China’s cybersecurity agency has accused Anthropic’s AI coding tool Claude Code of containing hidden backdoors capable of transmitting sensitive user data to remote servers without consent. The allegation marks a sharp escalation in the ongoing technology rivalry between the United States and China and raises new questions about trust in commercial AI tools.

What You Need to Know

The National Vulnerability Database of China issued the alert, warning that Claude Code versions released between April and June 2026 can transmit location and identity data. The claim comes despite the fact that Claude Code is not officially approved for public use in China and Anthropic has restricted access from the region. The accusation follows years of US AI companies accusing Chinese firms of model distillation.

The Allegation and the Data

China’s National Vulnerability Database, known as the NVDB, stated that Claude Code contains “security backdoor vulnerabilities.” According to the government body, versions of the tool released between April and June 2026 “can send sensitive information such as user location and identity to remote servers without the user’s consent due to a built-in monitoring mechanism.” The government advised users to either uninstall the software or update to the latest version.

The discovery was first flagged by a developer who revealed that Claude Code was covertly sending information including time zone and domain data, specifically targeting users in China. Anthropic engineer Thariq Shihipar later confirmed on social media that the monitoring was an experiment launched in June “to prevent account abuse from unauthorized resellers and protect against distillation.” Shihipar added that the experiment “should be fully rolled back in tomorrow’s release.”

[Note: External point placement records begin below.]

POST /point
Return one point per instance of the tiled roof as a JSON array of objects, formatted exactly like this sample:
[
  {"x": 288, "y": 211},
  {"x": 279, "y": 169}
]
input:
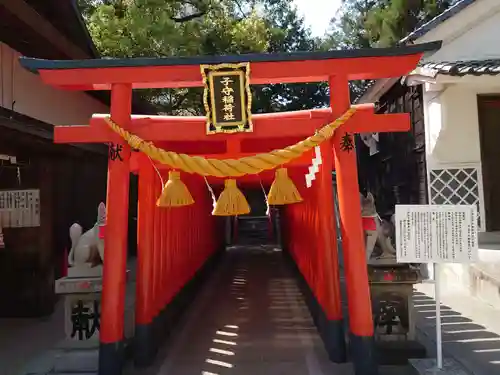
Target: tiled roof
[
  {"x": 424, "y": 29},
  {"x": 462, "y": 68},
  {"x": 428, "y": 26}
]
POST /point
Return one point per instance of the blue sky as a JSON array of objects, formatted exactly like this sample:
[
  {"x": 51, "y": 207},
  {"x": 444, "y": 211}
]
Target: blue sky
[{"x": 317, "y": 13}]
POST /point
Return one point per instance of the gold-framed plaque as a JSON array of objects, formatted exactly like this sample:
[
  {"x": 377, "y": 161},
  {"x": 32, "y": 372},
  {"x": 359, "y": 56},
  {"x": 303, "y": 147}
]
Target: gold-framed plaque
[{"x": 227, "y": 98}]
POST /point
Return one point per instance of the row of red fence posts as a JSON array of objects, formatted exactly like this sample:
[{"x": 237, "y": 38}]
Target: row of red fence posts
[
  {"x": 174, "y": 248},
  {"x": 309, "y": 237}
]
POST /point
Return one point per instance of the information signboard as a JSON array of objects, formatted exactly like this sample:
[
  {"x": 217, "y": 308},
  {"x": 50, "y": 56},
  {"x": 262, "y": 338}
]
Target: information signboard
[{"x": 436, "y": 234}]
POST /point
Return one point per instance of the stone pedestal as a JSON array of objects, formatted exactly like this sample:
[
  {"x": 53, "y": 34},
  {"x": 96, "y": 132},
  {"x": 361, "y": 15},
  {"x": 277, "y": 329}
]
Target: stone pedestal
[{"x": 81, "y": 291}]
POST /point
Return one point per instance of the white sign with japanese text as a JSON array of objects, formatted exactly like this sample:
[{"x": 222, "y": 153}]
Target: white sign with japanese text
[{"x": 436, "y": 234}]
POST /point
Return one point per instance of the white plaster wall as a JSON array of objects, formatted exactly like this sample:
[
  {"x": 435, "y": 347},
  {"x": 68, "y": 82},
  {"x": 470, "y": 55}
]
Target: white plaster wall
[
  {"x": 473, "y": 33},
  {"x": 452, "y": 125},
  {"x": 481, "y": 41},
  {"x": 35, "y": 99}
]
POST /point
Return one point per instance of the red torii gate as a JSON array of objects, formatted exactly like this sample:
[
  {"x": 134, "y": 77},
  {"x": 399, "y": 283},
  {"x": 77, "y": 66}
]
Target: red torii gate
[{"x": 188, "y": 135}]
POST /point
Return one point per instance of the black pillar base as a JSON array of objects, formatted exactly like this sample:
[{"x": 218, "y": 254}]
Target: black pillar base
[
  {"x": 111, "y": 358},
  {"x": 144, "y": 352},
  {"x": 362, "y": 350},
  {"x": 334, "y": 340}
]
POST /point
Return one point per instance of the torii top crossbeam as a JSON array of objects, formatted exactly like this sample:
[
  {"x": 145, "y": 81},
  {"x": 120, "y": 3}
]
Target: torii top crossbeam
[
  {"x": 176, "y": 72},
  {"x": 187, "y": 134}
]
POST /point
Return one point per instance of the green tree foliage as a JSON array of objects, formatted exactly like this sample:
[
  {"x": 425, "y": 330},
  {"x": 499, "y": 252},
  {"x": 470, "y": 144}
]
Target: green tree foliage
[
  {"x": 163, "y": 28},
  {"x": 380, "y": 23},
  {"x": 390, "y": 21}
]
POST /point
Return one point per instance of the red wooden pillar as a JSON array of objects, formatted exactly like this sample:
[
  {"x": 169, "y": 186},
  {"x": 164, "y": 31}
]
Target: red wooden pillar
[
  {"x": 355, "y": 267},
  {"x": 143, "y": 349},
  {"x": 155, "y": 275},
  {"x": 115, "y": 241},
  {"x": 334, "y": 325}
]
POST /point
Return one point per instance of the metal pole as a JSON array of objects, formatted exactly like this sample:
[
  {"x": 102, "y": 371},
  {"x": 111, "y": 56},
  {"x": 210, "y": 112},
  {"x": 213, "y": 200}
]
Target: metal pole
[{"x": 439, "y": 338}]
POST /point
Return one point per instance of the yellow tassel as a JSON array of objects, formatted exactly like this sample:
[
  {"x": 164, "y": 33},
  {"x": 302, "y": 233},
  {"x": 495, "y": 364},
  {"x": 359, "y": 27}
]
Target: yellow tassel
[
  {"x": 283, "y": 190},
  {"x": 175, "y": 193},
  {"x": 231, "y": 201}
]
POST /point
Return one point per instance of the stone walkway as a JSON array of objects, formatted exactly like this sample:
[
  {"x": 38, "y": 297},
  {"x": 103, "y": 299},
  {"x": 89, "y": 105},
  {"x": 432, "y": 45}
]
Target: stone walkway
[
  {"x": 471, "y": 328},
  {"x": 24, "y": 339},
  {"x": 249, "y": 319}
]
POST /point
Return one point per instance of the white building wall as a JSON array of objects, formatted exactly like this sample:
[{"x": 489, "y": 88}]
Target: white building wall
[
  {"x": 470, "y": 34},
  {"x": 25, "y": 93},
  {"x": 450, "y": 106},
  {"x": 479, "y": 42}
]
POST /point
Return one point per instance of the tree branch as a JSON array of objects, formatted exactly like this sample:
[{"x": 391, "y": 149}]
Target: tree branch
[{"x": 189, "y": 17}]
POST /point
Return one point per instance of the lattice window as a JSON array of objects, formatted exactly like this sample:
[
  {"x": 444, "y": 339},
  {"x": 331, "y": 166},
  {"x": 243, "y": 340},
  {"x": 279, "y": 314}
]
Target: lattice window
[{"x": 456, "y": 186}]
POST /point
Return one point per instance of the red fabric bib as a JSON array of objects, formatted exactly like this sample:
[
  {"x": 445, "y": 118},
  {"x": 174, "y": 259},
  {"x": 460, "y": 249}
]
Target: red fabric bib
[{"x": 369, "y": 223}]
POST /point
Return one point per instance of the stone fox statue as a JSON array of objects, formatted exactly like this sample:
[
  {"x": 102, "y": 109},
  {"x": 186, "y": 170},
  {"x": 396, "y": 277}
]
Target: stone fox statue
[
  {"x": 378, "y": 232},
  {"x": 87, "y": 248}
]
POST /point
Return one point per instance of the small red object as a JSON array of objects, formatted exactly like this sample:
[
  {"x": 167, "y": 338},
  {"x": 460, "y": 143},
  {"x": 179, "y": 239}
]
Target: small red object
[
  {"x": 102, "y": 231},
  {"x": 85, "y": 285},
  {"x": 65, "y": 263}
]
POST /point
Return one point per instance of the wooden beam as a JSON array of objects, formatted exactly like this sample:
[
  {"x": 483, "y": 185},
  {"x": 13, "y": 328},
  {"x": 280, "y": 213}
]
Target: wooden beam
[
  {"x": 275, "y": 125},
  {"x": 40, "y": 25},
  {"x": 178, "y": 76}
]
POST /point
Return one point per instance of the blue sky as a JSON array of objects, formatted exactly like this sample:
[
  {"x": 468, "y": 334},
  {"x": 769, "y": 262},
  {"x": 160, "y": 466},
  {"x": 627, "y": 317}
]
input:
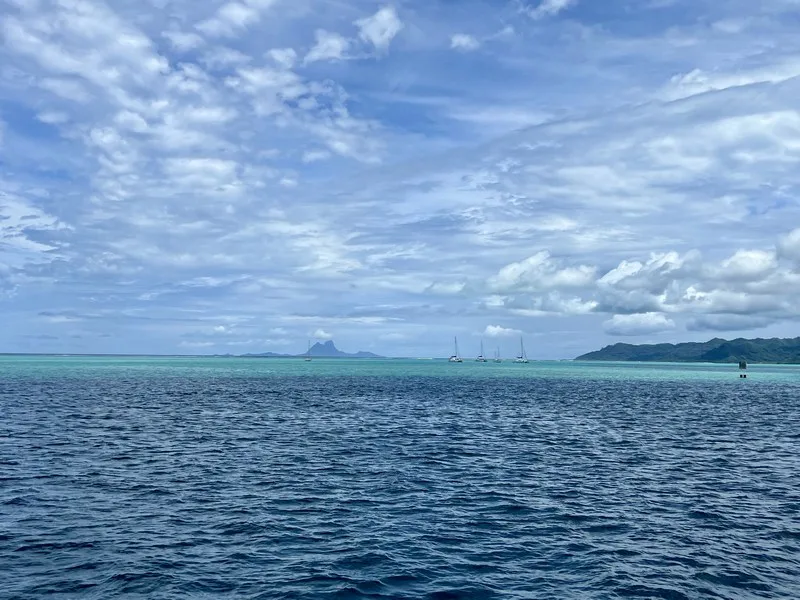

  • NVDB warning: Claude Code transmits location and identity data to remote servers without user consent.
  • Anthropic’s explanation: The monitoring was an experiment to detect unauthorized resellers and prevent model distillation, set for removal in June 2026.
  • Grey market access: Chinese developers continue to access Claude Code through proxy networks despite restrictions.

Broader Context of Suspicion

The accusation does not exist in isolation. Anthropic has previously claimed that Chinese AI labs engaged in industrial-scale distillation of its models. Earlier this year, the company accused DeepSeek and other Chinese developers of creating 24,000 fraudulent accounts to train smaller models using Claude. In late June, Anthropic alleged that Alibaba had illicitly distilled its models from April to June 2026, involving 25,000 fake accounts and 28.8 million exchanges. Reports have also emerged of a grey market where Claude API access is resold at 90% off through proxy networks that harvest user data.

The Chinese government’s directive is curious because Claude Code is not officially approved for public use in China. The country requires all large language models to undergo government review, a process Anthropic’s models have not completed. Still, Chinese developers have found ways to use the tool, and Beijing’s alert effectively acknowledges that fact by telling users to update their apps.

Why This Matters

This incident underscores a fundamental trust problem at the intersection of geopolitics and commercial AI. When a government declares a foreign company’s tool a surveillance risk, it erodes user confidence across borders and creates a precedent for similar actions. For developers who rely on Claude Code, the episode highlights the risks of using AI tools that may contain undisclosed monitoring mechanisms, even if explained as anti-abuse measures. The escalation also signals that both the United States and China are willing to use security claims as leverage in the broader technology competition. The long-term consequence may be stricter regulation of AI tools in both markets, fragmenting the global developer ecosystem.